Merchly, la solution de merchandising derrière les concerts de GIMS, disiz et Yuston XIII 

La startup française, lancée l'année dernière, promet de multiplier la rentabilité du merch des artistes.

Créée en 2025 par Florian Gerbier et Maxime Caillet, la startup française Merchly propose une solution innovante destinée à optimiser les revenus générés par les ventes de produits dérivés en concert : gestion des stocks, réduction des temps d’attente… Au cours des derniers mois, elle a notamment été utilisée lors des concerts de GIMS (en dehors de Paris La Défense Arena) et de Jok’Air.

Parmi les fonctionnalités qu’elle propose, une vitesse de connexion au terminal de paiement inférieure à une seconde, une exception sur le marché français selon ses fondateurs, ainsi que le « tap-to-pay », permettant d’encaisser directement depuis un smartphone.

« Grâce à Merchly, le nombre de transactions et le chiffre d’affaires global augmentent à minima de 20 % par soir« , affirme Florian Gerbier. « On collabore actuellement avec un artiste dont le panier moyen est de 57,83 € sur l’ensemble de ses dates, soit un chiffre d’affaires moyen de 11 € par spectateur. Rapporté au prix d’une place, le ratio est important. »

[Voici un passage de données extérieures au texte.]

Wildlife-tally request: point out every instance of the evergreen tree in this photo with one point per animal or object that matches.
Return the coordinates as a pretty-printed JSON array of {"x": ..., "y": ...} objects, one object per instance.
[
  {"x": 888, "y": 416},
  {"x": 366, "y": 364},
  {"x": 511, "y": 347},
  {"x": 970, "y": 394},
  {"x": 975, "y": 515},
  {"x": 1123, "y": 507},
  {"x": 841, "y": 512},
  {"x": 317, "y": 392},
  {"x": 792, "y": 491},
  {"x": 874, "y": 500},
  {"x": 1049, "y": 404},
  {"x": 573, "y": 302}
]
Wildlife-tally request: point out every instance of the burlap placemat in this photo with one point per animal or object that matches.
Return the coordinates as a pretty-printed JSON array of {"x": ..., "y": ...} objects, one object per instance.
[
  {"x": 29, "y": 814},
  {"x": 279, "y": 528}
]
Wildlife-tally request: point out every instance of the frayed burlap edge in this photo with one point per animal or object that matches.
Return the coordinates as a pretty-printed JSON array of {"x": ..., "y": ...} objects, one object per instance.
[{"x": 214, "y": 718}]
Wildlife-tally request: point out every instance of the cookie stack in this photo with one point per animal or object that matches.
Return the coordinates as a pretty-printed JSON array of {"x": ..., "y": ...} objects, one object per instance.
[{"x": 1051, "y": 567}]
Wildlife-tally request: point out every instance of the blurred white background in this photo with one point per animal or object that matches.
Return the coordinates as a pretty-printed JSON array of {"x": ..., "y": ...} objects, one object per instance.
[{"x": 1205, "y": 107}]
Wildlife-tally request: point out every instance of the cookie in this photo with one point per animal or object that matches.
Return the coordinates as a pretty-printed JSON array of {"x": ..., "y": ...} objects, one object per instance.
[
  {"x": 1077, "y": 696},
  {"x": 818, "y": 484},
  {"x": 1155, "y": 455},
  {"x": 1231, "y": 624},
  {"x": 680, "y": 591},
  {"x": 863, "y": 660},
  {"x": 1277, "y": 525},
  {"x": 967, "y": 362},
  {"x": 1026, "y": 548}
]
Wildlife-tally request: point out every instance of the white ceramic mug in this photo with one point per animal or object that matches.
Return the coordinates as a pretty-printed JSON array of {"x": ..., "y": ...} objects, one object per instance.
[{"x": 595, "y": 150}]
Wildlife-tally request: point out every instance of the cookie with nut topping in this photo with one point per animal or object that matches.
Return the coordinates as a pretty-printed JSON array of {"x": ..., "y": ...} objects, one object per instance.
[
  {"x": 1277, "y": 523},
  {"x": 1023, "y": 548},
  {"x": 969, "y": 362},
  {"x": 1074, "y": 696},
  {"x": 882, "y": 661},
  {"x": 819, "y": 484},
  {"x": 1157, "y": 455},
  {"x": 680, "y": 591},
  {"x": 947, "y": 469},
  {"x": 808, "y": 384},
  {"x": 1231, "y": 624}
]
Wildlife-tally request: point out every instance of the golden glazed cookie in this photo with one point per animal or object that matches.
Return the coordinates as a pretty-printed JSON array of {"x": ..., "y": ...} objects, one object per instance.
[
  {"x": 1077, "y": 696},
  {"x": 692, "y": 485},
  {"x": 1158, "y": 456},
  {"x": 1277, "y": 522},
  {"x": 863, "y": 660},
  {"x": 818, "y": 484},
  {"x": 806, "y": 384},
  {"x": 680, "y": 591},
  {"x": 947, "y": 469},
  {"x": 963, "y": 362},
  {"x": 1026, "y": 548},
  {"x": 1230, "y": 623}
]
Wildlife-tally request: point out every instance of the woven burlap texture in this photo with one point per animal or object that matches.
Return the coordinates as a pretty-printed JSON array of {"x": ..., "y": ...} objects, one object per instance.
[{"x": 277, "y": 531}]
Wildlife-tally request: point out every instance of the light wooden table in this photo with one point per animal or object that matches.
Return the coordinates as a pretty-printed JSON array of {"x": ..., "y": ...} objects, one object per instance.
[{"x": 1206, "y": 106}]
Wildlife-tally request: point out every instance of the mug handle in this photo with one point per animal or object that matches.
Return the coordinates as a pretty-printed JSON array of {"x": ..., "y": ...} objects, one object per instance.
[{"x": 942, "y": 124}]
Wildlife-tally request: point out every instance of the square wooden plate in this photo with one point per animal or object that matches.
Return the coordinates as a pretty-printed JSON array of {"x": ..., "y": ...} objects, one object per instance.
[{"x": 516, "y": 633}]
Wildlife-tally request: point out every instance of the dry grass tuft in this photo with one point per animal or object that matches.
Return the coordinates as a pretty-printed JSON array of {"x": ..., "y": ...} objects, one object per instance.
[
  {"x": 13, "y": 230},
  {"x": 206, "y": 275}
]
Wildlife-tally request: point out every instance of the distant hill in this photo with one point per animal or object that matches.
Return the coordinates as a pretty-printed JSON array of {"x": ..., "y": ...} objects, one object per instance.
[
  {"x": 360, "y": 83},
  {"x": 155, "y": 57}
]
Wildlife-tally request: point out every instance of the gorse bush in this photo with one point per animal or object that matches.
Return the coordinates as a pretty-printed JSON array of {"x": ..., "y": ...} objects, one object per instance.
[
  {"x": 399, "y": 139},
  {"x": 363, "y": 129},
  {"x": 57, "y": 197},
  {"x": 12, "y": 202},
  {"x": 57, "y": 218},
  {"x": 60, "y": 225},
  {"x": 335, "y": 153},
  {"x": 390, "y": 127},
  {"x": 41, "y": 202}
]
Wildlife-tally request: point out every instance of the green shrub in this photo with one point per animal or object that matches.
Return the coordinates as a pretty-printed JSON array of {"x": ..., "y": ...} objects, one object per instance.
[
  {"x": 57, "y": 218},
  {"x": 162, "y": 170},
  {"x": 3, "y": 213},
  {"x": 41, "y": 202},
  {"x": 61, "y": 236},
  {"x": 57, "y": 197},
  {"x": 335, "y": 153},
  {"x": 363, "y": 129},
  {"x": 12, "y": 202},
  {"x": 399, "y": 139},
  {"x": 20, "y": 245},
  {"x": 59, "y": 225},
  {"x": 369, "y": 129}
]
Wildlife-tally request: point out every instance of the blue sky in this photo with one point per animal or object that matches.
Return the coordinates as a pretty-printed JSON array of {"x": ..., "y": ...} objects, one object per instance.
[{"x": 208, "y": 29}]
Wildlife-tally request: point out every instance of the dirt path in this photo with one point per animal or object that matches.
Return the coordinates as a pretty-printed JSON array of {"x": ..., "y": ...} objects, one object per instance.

Le cofondateur revendique que « grâce à un processus d’encaissement optimisé, la plateforme permet d’atteindre jusqu’à 4 encaissements par minute et par vendeur, soit une augmentation de 15 % du nombre de spectateurs achetant du merch par rapport à une solution d’encaissement équivalente. »

Une solution tout-en-un

Merchly ambitionne d’accompagner ses clients sur l’ensemble de la chaîne. La plateforme permet aux tourneurs, managers et artistes de s’inscrire, de créer leur catalogue, de gérer leurs stocks en temps réel et d’ajouter leurs vendeurs en moins de trente minutes, quelle que soit la taille de la tournée. Elle dispose d’un réseau de vendeurs qu’elle peut également mettre à disposition.

Elle gère par ailleurs la conception des produits en collaboration avec des partenaires basés en France et au Portugal. La gamme proposée va du porte-clés au médiator personnalisé, en passant par les traditionnels hoodies et t-shirts.

« Dans notre développement, nous nous orientons de plus en plus vers des éditions exclusives, personnalisées par ville. Avant, le merch en concert était assez générique. Aujourd’hui, il y a vraiment moyen d’innover en créant un lien fort entre l’artiste et son public, qui perdure bien après le concert. » conclut Maxime Caillet.

Accessible aux artistes émergents

Côté tarification, Merchly fonctionne sur deux formules : un abonnement à 79,99 € par mois, et un accès gratuit sans frais fixes, destiné notamment aux artistes émergents. Dans ce second cas, les frais de transaction sont plus élevés en contrepartie. L’entreprise, qui revendique son indépendance capitalistique (aucun groupe ni major à son capital), reverse par ailleurs 3 % du montant de ses abonnements à l’Institut Curie pour financer la recherche contre le cancer.

Autre particularité : la plateforme intègre un système de remontées automatiques des ventes au SNEP après chaque concert. Les ventes de CD et de vinyles réalisées sur les stands sont ainsi comptabilisées dans les classements officiels et également dans les certifications. Elle veut rendre le suivi des stocks accessible, tout comme la lecture des reportings, et de faciliter les exports comptables.

Enfin, si la musique constitue son terrain de jeu principal, Merchly affiche aussi des ambitions dans le sport et le spectacle vivant non musical. La plateforme, disponible en huit langues et dans plus de cinquante pays, se positionne sur des événements allant du football à la Formule 1 et affirme pouvoir traiter une trentaine de devises différentes.